I had the great fortune of meeting Hal Wiggins in 1989 at Louisiana Downs when I was a young man trying to find my way in the horse business. My first impression then is the same as now: Hal is one of the greatest guys horse racing has ever known. After 34 years as a trainer and more than 840 wins, Hal is retiring to enjoy some well deserved time with his wife, Renee, and his grandchildren in Houston.
Hal has always said he never once thought he was having to get up to go to work; that it was a privilege to get to go and do what he loved—train horses.
I remember last year Hal telling me he had a really nice Medaglia d’Oro he thought could be special. How right he was. As Rachel Alexandra was running rough shod over the competition this spring, and it looked more and more like Hal was going to have the favorite for the Kentucky Oaks (gr. I), I couldn’t help but think back to the late ’80s and taking one of his colts to Evangeline Downs because he wasn’t good enough to win at Louisiana Downs.
How far this man had come from the small tracks and small purses to having one of the greatest fillies racing has ever seen. Hal told me once that in the early ’70s the purse was so small on a race he won that after he paid for the win pictures he owed the track money.
The week of the Oaks was the thrill of a lifetime, getting to see the man I have respected for so long play a gracious host to the horseracing world. Hal’s barn was bombarded with media and spectators all week, but he took time to give everyone an interview or a kind word. When most people would have been nervous and tried to keep people away, Hal took time for everyone, making each person feel as if they, too, were a part of his team.
Nothing Oaks week could have better defined Hal, though, than Rachel Mattson, a precious 7-year-old girl who came to the Oaks and Derby courtesey of the Make-A-Wish Foundation. Rachel found out Hal had a filly with her name, and she became Rachel Alexandra’s biggest fan. Hal and Renee played host Oaks day to Rachel and her family, and after his filly galloped into the record books and won the biggest race of his career, there was Hal in the winner’s circle holding little Rachel Mattson in his arms.
The following week I was looking at yearlings in Louisiana when Hal called to tell me the papers had been signed and Rachel Alexandra was going to be leaving his barn.
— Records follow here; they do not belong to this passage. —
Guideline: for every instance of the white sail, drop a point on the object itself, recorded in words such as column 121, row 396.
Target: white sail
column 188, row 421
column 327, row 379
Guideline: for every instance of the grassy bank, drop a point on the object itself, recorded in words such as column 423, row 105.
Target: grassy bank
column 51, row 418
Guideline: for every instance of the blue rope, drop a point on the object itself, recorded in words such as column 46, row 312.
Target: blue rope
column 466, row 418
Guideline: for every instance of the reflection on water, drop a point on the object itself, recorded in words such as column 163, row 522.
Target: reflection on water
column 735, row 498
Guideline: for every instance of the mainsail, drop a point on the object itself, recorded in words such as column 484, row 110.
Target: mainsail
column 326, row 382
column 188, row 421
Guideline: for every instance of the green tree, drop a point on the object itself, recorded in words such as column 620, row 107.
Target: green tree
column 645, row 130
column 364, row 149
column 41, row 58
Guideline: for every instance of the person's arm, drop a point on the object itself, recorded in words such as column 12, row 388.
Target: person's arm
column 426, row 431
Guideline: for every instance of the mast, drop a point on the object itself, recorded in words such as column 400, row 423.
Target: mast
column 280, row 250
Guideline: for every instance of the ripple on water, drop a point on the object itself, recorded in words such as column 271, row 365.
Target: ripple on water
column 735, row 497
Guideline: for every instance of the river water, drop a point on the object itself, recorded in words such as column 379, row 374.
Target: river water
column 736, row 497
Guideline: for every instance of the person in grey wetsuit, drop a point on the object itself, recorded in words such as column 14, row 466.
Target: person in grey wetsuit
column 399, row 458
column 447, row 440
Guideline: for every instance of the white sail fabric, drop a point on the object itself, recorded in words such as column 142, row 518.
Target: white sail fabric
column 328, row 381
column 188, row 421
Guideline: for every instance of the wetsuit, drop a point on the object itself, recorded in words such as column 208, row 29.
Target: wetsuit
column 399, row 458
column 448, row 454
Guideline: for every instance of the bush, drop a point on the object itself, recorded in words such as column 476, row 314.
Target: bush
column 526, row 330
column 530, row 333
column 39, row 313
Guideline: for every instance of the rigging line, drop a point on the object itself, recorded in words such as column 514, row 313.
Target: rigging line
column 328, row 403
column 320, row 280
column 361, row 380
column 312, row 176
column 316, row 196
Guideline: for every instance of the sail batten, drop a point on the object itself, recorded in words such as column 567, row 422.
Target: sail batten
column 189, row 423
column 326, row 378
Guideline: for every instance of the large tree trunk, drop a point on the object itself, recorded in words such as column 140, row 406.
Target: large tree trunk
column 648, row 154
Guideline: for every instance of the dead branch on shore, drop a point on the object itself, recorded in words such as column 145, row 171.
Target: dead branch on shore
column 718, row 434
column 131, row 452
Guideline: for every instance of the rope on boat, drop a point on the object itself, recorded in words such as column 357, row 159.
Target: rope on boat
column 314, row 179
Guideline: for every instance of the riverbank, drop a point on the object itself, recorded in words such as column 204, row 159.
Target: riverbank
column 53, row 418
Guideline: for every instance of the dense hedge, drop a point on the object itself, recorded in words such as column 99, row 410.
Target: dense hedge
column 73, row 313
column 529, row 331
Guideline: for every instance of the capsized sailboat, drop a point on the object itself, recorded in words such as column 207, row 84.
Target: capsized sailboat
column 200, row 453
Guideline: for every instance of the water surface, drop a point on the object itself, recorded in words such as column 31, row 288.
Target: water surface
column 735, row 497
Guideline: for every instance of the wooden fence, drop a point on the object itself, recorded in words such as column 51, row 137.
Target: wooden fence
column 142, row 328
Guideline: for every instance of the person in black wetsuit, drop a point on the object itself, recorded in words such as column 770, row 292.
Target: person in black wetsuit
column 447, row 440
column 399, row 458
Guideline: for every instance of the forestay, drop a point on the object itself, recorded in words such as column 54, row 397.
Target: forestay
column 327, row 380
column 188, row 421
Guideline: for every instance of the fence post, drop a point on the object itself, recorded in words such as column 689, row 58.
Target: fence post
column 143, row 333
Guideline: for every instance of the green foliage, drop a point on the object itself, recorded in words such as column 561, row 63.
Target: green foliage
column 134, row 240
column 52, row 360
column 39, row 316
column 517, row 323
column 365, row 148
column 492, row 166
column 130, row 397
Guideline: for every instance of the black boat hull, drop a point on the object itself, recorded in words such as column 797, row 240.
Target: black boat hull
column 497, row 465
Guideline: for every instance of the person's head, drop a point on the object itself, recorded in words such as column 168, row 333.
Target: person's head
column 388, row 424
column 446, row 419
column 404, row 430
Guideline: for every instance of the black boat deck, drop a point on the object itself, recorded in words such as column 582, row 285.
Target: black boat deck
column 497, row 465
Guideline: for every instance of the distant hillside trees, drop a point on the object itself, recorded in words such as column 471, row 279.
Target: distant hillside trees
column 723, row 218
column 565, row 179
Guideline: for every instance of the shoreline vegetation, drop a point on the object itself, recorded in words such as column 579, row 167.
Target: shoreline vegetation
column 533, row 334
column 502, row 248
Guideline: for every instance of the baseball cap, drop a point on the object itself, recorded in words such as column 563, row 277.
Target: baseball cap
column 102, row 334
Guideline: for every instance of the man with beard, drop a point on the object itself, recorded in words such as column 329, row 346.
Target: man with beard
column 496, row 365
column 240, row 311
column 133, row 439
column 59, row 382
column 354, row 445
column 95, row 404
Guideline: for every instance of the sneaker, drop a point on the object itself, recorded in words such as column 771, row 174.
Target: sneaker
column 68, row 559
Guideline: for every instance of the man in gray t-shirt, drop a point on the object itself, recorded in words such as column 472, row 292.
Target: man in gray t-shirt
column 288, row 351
All of us close to Hal were saddened to hear the news, because as Hal said, it took him 34 years to get one like her and at that rate he would be 100 before the next one would come along. Hal showed the world his class once again as he handled the situation with nothing but the utmost respect for his owners and for the new connections.
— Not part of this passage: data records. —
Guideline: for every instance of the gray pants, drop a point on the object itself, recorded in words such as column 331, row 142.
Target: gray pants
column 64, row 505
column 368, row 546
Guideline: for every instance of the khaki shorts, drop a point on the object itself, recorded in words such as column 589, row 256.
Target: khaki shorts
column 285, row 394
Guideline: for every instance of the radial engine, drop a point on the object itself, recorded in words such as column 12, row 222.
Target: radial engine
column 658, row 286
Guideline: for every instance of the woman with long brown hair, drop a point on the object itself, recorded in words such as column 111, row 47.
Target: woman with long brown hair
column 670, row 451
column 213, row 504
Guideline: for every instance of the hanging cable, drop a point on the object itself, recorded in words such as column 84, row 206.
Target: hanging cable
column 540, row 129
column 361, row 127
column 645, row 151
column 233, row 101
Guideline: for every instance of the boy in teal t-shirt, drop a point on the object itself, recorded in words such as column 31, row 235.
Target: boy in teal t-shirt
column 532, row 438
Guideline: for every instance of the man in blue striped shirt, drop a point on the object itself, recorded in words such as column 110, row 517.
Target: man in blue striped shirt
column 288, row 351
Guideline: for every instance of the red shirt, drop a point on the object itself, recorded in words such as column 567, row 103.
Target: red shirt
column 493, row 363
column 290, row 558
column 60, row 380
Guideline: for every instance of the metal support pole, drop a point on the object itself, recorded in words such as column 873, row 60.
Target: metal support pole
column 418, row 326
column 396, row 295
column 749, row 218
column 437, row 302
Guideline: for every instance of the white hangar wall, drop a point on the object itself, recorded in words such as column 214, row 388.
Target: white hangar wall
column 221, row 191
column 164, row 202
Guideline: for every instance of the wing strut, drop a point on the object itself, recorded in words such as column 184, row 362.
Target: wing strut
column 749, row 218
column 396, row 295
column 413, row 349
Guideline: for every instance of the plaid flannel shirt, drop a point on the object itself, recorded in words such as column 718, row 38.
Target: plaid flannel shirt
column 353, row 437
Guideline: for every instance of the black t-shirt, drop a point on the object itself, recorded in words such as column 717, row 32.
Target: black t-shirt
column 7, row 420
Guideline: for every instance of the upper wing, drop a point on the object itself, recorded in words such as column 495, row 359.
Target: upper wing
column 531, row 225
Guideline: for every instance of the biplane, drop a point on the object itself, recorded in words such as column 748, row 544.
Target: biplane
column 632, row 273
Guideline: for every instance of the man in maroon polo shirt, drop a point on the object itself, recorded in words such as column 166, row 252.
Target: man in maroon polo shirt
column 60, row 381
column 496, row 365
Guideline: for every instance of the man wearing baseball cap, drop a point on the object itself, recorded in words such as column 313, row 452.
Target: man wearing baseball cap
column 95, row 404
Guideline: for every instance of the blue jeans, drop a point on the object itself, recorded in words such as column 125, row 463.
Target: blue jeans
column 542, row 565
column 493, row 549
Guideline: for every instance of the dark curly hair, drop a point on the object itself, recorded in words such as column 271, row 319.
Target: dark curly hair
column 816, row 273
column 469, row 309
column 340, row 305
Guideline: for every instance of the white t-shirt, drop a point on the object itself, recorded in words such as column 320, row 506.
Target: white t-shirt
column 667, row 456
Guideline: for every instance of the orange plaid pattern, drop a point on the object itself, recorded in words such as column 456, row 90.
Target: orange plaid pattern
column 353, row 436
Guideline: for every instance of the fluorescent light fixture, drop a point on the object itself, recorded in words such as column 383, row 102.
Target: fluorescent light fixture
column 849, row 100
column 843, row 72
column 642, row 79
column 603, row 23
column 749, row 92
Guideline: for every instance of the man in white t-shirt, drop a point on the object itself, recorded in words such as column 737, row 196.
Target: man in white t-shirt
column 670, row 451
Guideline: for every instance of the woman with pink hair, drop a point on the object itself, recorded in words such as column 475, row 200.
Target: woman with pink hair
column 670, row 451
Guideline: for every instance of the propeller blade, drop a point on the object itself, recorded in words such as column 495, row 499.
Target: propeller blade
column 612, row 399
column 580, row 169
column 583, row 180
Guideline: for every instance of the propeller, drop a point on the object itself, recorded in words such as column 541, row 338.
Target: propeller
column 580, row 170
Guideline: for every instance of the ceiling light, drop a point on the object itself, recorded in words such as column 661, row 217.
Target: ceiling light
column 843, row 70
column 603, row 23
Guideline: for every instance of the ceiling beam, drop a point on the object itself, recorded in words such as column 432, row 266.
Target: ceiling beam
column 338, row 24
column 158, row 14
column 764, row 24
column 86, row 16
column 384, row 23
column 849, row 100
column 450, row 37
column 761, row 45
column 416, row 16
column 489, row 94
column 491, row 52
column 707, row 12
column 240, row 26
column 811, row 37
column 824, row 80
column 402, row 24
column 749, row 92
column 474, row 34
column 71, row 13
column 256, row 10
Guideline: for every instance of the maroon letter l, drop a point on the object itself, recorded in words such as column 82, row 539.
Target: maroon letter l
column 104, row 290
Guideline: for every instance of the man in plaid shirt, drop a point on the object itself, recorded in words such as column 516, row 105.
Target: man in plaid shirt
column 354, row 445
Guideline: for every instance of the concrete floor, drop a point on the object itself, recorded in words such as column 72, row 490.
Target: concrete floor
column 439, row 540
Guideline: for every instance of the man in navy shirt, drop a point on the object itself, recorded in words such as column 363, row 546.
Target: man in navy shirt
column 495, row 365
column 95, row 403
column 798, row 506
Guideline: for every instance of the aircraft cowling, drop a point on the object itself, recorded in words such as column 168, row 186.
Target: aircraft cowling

On Nov. 21, Hal was honored with the Warner L. Jones Jr. Horseman of the Year Award, presented annually to a person that personifies what horseracing is all about. Hal joined the likes of Carl Nafzger, W.T. Young, Pat Day, and Woody Stephens. Hal accepted the award on behalf of all his grooms, hotwalkers, exercise riders, and his assistant, Brett, saying they did the work to make him look good. Typical of Hal, he gave everyone else all the credit.
I learned long ago when Hal gives advice, you had better listen, and the point he drove home at the awards dinner was that we do a bad job as a sport recognizing our owners. We are quick to tell the stories of our jockeys and trainers but put very little focus on the owners. He pointed out that owners are the ones who put the money up, pay the vet bills, and allow the trainers to ply their trade. Each owner has a story to tell, and if we told the public more about each of them, then maybe more onlookers would think this is not just a sport of kings but something they could do as well.
As Hal wrapped up his last week of training, it was only fitting that his last two starters at Churchill both won, proving that good guys do finish first.
Mark Toothaker is a partner in Lexington-based Legacy Bloodstock.